McCain opened up a five-point lead, according to a Zogby/Reuters poll published yesterday, completely overturning the seven point lead Mr Obama had in July.
Mr McCain now leads Mr Obama among likely voters by 46 per cent to 41 per cent.
Is it all over bar the coronation? No, there will be a bounce back after Denver, but it’s getting much closer.
There has been so much gung-ho bravado and bullshit over the Georgia issue but, for my euro at least, both Max Hastings in the Guardian, and Bernard Chazelle at A Tiny Revolution made some sense.
But that is neither here nor there and what the populace, most especially the US populace, most wants to hear is the bravado and bullshit.
Which is why I think McCain won the 3am contest hands down last week. And why Obama lost the same competition so badly. That, partially is reflected in these worsening Obama poll numbers. McCain and the GOP strategists know that talking so-called tough (except it's not, it's the easy option), spouting gung-ho slogans and talking down to the US voter within a narrow band of language works. It's a GOP strategic cornerstone and a major point of difference between them and Obama who still assumes that middle America, outside a few big cities, thinks deeply about these things (and before I'm accused, talking down to the electorate is not just a winning US victory strategy).
And the most gormless thing said last week was We Are All Georgians. Especially when most Americans would be wondering who exactly had invaded Atlanta (I don’t think that link was serious but hat tip to Bob, and it could be..seriously). Read through that OpEd linked above, it’s stuffed full of such simplistic heart stirring twaddle as:
This small democracy, far away from our shores, is an inspiration to all those who cherish our deepest ideals
and, incredibly:
At the same time, we must make clear to Russia's leaders that the benefits they enjoy from being part of the civilized world require their respect for the values, stability and peace of that world.

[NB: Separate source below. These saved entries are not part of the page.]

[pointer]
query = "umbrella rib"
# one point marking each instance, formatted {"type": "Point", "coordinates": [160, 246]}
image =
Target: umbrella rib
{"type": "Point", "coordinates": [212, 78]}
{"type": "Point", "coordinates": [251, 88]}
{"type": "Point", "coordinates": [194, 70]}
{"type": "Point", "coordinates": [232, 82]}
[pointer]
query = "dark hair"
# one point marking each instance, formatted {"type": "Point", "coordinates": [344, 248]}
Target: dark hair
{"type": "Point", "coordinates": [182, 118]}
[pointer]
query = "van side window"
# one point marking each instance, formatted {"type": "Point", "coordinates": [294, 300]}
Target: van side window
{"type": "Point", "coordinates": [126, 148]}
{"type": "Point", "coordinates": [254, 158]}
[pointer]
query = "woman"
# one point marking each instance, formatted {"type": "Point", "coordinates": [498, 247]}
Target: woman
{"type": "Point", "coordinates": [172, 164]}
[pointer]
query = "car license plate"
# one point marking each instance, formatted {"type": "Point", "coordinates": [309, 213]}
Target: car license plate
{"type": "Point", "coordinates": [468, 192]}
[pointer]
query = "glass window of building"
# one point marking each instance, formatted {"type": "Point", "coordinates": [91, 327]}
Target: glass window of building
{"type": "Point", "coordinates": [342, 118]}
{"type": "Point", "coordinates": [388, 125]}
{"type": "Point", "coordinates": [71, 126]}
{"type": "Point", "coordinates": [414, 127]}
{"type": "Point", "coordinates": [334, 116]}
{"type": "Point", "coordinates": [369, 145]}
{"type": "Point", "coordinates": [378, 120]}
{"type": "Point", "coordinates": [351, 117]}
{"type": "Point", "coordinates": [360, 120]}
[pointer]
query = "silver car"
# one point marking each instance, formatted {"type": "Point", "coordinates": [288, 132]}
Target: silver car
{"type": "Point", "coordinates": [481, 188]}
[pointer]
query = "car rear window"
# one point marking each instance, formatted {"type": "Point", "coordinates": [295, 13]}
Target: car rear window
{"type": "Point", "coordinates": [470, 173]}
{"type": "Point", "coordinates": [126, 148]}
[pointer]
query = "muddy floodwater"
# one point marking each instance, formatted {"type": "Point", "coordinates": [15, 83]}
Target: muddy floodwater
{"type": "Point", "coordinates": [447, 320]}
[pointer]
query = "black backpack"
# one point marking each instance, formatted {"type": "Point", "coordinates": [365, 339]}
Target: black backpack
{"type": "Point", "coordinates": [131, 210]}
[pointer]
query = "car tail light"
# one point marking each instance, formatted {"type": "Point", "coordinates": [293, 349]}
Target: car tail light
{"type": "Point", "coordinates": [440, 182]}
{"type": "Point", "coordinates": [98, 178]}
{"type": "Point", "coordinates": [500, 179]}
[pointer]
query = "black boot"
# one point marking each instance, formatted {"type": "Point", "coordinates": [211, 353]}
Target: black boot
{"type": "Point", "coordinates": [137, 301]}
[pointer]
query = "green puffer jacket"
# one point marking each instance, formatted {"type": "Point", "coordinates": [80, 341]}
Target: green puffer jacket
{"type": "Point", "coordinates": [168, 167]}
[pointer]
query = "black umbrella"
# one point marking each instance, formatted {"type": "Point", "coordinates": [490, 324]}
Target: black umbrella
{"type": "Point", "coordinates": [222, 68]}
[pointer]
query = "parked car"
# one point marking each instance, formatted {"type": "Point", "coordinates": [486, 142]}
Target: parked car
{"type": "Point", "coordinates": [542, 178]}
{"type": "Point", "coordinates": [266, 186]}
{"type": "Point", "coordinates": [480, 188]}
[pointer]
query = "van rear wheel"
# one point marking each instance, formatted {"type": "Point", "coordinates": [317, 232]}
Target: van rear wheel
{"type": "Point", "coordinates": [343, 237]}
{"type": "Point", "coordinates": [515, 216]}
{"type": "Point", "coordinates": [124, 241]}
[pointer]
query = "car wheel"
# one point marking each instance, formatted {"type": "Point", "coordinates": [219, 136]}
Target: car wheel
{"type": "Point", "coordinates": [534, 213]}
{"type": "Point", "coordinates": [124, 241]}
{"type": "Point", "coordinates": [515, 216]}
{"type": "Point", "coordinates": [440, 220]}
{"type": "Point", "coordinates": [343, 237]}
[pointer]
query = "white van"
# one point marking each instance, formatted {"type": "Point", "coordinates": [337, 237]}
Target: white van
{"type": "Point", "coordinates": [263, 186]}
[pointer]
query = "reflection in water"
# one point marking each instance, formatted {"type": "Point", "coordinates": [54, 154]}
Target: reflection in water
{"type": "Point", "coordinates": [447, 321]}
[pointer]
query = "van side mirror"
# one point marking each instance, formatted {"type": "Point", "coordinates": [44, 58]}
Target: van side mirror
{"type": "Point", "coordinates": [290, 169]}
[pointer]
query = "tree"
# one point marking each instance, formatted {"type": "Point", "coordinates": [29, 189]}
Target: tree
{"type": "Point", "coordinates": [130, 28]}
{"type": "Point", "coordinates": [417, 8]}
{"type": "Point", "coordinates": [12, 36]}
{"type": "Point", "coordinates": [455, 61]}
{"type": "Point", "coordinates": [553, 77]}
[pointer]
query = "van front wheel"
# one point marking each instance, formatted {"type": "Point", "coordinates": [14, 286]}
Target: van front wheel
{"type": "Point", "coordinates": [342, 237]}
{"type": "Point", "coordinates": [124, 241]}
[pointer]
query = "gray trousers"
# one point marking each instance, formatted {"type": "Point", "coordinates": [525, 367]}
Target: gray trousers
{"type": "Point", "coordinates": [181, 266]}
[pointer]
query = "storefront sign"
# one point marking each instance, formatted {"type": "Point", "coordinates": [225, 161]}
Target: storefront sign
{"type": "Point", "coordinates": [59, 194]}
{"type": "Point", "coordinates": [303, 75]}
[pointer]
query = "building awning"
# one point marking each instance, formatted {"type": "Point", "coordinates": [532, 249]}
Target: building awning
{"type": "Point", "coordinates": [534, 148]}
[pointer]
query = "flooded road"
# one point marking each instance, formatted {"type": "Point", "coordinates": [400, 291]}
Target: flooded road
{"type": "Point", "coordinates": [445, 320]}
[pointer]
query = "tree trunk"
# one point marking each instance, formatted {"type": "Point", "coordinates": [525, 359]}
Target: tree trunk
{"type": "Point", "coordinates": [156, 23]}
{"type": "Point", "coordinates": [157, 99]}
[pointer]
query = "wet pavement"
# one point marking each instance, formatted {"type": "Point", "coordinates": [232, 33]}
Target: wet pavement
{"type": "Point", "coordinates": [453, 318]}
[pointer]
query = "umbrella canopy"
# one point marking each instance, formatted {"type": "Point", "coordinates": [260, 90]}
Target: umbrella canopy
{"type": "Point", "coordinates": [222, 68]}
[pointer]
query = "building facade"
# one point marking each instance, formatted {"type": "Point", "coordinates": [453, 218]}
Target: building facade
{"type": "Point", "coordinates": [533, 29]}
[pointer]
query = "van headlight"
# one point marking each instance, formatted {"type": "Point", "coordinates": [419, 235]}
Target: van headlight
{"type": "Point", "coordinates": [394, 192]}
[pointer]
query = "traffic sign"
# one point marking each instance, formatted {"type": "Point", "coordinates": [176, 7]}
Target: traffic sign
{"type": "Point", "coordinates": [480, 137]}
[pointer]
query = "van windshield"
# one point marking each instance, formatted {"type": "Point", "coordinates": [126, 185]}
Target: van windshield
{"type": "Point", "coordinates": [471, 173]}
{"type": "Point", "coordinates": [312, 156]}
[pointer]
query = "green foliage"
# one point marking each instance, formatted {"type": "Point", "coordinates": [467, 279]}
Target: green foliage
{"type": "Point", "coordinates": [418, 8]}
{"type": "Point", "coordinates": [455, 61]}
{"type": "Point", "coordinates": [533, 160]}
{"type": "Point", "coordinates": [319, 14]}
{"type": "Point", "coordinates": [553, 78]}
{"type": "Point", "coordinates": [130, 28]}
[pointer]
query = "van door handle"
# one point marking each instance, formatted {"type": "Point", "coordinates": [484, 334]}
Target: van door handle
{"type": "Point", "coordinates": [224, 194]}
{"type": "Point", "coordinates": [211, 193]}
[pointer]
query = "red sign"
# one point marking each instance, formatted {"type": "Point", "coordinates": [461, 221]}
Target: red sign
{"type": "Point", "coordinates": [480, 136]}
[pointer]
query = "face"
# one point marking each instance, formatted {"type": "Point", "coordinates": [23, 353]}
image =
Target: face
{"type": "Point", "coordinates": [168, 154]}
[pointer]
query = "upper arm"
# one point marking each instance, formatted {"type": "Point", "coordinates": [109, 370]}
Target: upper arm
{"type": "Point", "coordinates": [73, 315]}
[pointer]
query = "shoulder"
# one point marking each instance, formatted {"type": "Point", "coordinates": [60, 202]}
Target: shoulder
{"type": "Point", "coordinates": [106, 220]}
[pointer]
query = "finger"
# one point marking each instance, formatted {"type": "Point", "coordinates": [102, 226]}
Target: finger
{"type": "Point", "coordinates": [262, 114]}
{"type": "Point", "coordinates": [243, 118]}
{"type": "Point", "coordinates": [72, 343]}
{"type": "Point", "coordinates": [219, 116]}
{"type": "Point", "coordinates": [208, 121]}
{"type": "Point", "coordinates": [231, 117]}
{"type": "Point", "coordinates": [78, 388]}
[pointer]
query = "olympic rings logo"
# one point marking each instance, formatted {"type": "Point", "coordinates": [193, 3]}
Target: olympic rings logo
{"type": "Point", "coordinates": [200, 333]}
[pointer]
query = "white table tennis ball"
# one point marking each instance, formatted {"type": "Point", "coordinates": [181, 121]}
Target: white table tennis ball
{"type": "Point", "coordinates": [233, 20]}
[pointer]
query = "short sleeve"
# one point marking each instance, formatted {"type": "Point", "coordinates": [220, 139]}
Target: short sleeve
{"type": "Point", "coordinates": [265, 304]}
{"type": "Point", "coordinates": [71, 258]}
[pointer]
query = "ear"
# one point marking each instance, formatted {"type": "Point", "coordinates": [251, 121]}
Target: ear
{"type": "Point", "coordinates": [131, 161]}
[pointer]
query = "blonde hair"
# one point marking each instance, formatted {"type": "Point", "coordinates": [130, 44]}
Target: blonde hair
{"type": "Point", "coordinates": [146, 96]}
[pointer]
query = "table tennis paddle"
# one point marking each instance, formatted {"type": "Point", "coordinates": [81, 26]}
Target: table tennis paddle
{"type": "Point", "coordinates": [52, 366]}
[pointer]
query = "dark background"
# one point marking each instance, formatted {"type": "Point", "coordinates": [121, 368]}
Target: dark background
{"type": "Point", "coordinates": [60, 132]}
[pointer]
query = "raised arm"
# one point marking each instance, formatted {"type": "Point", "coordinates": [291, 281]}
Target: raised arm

Is it possible to be any more arrogant than that? But that sort of arrogance and dumbing down is what Rove and the other GOP navigators specialise in. They assume the American voter is stupid, they look down on them as a mass, and they know that simplistic semi-Rambo-ish slogans resound incredibly. It’s a huge part of what has kept Bush going for all these years, and why 1 in 3 Americans still thing he da man…
Obama, well, he failed this test. On several levels. Firstly he half heartedly bought into the Repressive-Bear gung-ho-ness rather than providing the sort of independent leadership we non US voters are clamouring for and he has repeatedly promised to provide. He did that because he’s scared of the support-the-troops, we-invented-democracy, taking-freedom-to the-world gormlessness that is such a much repeated US cornerstone.
Secondly, having bought into this nonsense he then didn’t buy into it at the resounding Fox news-ish simplistic sloganing level which is what is required and what the GOP, since Reagan, who was the king of half baked sloganing, have been the masters of. Thus he sounded weak on that level.
Thirdly he made the assumption that the US voter actually cares beyond the slogan. McCain, whose minders know that most Americans don’t really understand or really care what cause they are actually being rallied to, did the short sharp Rambo thing, made Obama look weak and then moved onto the next attack platform…
If only Obama had had the balls to say, what (as much as this pains me to link to the man, but he talks some sense) Pat Buchanan says here (once again, tip to Bob). But he doesn’t and that is another reason why McCain will win.